When bacteria are recognized in the lymph fluid, the lymph nodes make more infection-fighting white blood cells, which can cause swelling. The swollen nodes can sometimes be felt in the neck, underarms and groin. The majority of enlarged lymph nodes are not dangerous; they are the body’s way of fighting off an infection, such as a viral upper respiratory infection. If the lymph nodes become significantly enlarged and persist longer than the infection, then they are more worrisome. There is no specific size cutoff, but typically nodes that persist at larger than a centimeter are more worrisome and warrant examination by a doctor.

Manual Lymphatic Drainage (MLD) massage is an effective treatment for a variety of issues including oedema, skin disorders, headache, sinus congestion, sprains and aches, stress, digestive disorders and it can be used before and after surgery to remove tissue congestion and minimize scar formation. It is particularly useful as part of post-mastectomy therapy oedema and fibrosis and relieves pain and tension.

MLD massage is not like most massages, it is very light gentle touch that encourages the movement of lymph fluids around the body and can help alleviate symptoms of many conditions.
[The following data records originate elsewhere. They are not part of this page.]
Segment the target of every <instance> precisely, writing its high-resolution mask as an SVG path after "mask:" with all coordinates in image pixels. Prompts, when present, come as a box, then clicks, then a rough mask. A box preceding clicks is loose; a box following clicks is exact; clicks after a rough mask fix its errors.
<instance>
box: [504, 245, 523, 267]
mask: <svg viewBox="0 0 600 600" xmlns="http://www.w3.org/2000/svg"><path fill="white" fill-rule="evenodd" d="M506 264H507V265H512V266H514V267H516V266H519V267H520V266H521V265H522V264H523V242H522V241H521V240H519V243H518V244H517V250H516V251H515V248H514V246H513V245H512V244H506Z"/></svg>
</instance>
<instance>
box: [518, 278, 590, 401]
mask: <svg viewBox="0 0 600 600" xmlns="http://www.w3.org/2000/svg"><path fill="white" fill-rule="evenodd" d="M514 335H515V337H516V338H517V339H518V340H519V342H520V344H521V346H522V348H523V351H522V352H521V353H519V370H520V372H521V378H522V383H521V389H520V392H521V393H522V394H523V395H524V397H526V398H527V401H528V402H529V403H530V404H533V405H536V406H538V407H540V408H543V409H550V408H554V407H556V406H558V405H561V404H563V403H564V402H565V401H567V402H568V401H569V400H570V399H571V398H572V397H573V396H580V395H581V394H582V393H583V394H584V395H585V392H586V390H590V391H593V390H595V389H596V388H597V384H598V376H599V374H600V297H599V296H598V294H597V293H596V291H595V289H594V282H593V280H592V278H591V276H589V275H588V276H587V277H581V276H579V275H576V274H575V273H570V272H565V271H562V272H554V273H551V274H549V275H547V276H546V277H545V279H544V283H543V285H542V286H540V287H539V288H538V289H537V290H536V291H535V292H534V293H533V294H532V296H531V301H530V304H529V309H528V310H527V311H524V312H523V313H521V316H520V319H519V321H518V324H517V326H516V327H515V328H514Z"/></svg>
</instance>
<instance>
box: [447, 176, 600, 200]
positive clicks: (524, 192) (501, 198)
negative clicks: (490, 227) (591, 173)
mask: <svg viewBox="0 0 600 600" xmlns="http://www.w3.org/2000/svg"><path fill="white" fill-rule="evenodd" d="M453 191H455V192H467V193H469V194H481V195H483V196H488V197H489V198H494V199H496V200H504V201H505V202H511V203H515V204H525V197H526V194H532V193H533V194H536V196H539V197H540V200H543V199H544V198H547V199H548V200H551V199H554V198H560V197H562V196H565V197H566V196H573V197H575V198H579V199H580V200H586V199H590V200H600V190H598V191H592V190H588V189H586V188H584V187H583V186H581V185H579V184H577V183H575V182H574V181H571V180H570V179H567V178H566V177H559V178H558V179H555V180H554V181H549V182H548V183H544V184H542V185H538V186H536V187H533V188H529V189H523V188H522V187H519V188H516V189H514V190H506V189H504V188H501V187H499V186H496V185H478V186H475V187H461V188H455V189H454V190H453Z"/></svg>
The reason for a light gentle touch is because 70% of your lymphatic system is superficial, just directly under your skin and only 2 liters of lymph runs through the subclavian vein every 24 hours which makes it a slow gentle process. With some health conditions lymph fluid can build up. Lymphatic drainage massages can benefit people with lymphedema, fibromyalgia, and other conditions to help ease this swelling and pain.